Wide-format Printing: The transition to fabric graphics

Photos courtesy Aurora Specialty Textiles Group

Photos courtesy Aurora Specialty Textiles Group

By Peter Saunders
While wide-format digital printing on vinyl has revolutionized the sign industry over the past few decades, the digital printing of fabrics is having an even more significant impact on businesses today, as the vast and diversified textile industry represents a much larger opportunity for inkjet technologies to address.

As Canada’s Digital Imaging Association (DIA) pointed out at a fabric-focused meeting in 2015, inkjet printing is enabling “a shift from heavily labour-based supply to digital premium applications, including roll-to-roll and direct-to-garment items, with fast delivery and an emphasis on creativity and quality.”

Last October, the Federation of European Screen Printers Associations (FESPA) held its second Chinese expo at the Shanghai New International Expo Centre. Post-event surveys show 54 per cent of participants are involved in textile printing. The textile-focused conference sessions at FESPA China 2015, in particular, proved popular with attendees.

The high level of interest in digital textile printing continued the following month at the 2015 Specialty Graphic Imaging Association (SGIA) Expo. Mark J. Shaneyfelt, director of print media sales and marketing for Aurora Specialty Textiles Group, presented a seminar titled Profitable Trends in Fabric Printing.

“The major trends we saw at the show include a dramatic increase in soft signage and wide-format fabric printing,” says Shaneyfelt. “There’s a growing awareness of the impact digital textile printing is having.
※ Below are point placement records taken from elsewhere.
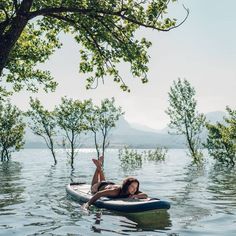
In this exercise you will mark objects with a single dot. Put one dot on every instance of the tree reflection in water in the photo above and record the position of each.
(222, 188)
(10, 187)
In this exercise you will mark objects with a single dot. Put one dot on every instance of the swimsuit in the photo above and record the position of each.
(103, 184)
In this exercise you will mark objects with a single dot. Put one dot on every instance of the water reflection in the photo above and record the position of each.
(10, 187)
(223, 188)
(133, 222)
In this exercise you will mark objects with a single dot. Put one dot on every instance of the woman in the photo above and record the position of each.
(102, 188)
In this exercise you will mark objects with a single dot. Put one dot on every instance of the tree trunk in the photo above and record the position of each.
(96, 144)
(72, 150)
(10, 37)
(52, 151)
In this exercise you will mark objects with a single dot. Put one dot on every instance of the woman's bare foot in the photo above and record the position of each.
(101, 159)
(97, 164)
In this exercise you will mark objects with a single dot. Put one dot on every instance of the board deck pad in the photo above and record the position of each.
(82, 193)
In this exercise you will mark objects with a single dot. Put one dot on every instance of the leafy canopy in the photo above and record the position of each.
(105, 30)
(221, 140)
(11, 129)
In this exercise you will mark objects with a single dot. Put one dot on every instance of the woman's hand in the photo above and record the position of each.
(85, 206)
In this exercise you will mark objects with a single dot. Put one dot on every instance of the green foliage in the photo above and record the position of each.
(131, 158)
(71, 118)
(221, 140)
(11, 129)
(29, 34)
(159, 154)
(184, 118)
(101, 119)
(43, 123)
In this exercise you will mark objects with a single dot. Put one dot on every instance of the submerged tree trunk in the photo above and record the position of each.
(52, 151)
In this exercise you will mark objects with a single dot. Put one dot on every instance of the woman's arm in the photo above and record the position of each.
(139, 195)
(103, 193)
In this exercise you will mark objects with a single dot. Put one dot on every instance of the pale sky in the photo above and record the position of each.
(202, 50)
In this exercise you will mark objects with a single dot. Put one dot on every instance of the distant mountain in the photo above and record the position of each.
(143, 128)
(215, 116)
(134, 135)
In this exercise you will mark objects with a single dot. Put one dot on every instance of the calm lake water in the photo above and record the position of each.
(33, 200)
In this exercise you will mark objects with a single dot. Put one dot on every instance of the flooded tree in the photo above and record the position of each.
(184, 117)
(221, 140)
(101, 120)
(43, 123)
(105, 31)
(11, 130)
(71, 118)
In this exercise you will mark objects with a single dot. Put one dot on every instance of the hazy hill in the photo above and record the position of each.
(138, 136)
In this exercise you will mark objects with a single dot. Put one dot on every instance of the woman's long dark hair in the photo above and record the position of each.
(125, 186)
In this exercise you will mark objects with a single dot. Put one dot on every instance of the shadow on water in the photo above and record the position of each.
(189, 204)
(10, 188)
(132, 222)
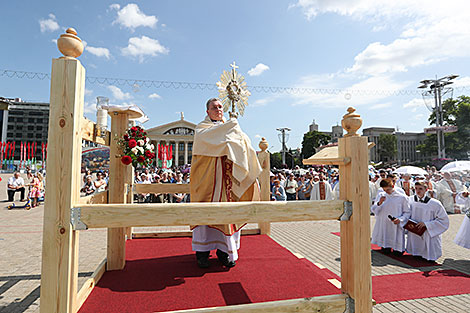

This is a rapidly growing market and we see a multitude of new opportunities opening for everyone.”

“There’s been a big shift from analogue to digital in textile systems, including both dye sublimation and direct inkjet printers,” says Dan Marx, SGIA’s vice-president (VP) of markets and technology.

Where growth is happening
Shaneyfelt cites global industry studies estimating 1 billion m2 (10.8 billion sf) of textiles were digitally printed in 2015 and forecasting a compound annual growth rate (CAGR) of 30 per cent or more through 2019. Of this growth, 75 per cent will fall within the soft signage category, ranging from trade show displays (see page 32) to banners to framed graphics to point-of-purchase (POP) graphics.

“Based on the projected market data, demand for soft signage is one of the strongest growth segments in the printing industry,” he says. “Textiles have begun to take centre stage and the transition is not slowing down.”

fabric_Tom-Carleton-photo---Sofa

Digitally printed textiles are a major draw for customized home decor.

One market where this trend is particularly visible is retail, where many marketers are choosing fabrics to give their promotional graphics a sense of elegance. In addition to the natural drape, look and feel of fabrics, retailers also benefit from the materials’ low weight and flexibility, which allow graphics to be inexpensively shipped and stored, easily handled and stretched to fit around curves and angles.

“Every surface is an advertising opportunity,” says Shaneyfelt, “and textiles are more forgiving than other materials during installation. There are also systems that use frames and silicone gaskets to provide leeway for the fabric so it fits snugly, preventing it from looking baggy. Some knits have a stretch component, but this can be an issue when they’re being run through the printing equipment. There’s a learning curve, but signmakers who are wary at first become comfortable with it.”

At trade shows, too, exhibitors benefit from lower costs for shipping and assembling booths that combine fabrics with framing systems. Given how the flexibility of fabrics also makes them more abrasion-resistant than vinyl graphics, they are proving better at surviving busy trade shows without damage, allowing the graphics to be reused at other events in the future.

“You can fold up fabric trade show booth graphics with some bubble wrap between them to avoid hard creases and you’ll get a lot of life out of them,” says Shaneyfelt.

For the same reasons of durability and ease of transport and setup, fabric graphics are also becoming more popular outdoors at concerts, festivals and sporting events. In some cases, they are attached directly to existing structures, e.g. wall murals; in others, they are stretched across portable framing systems.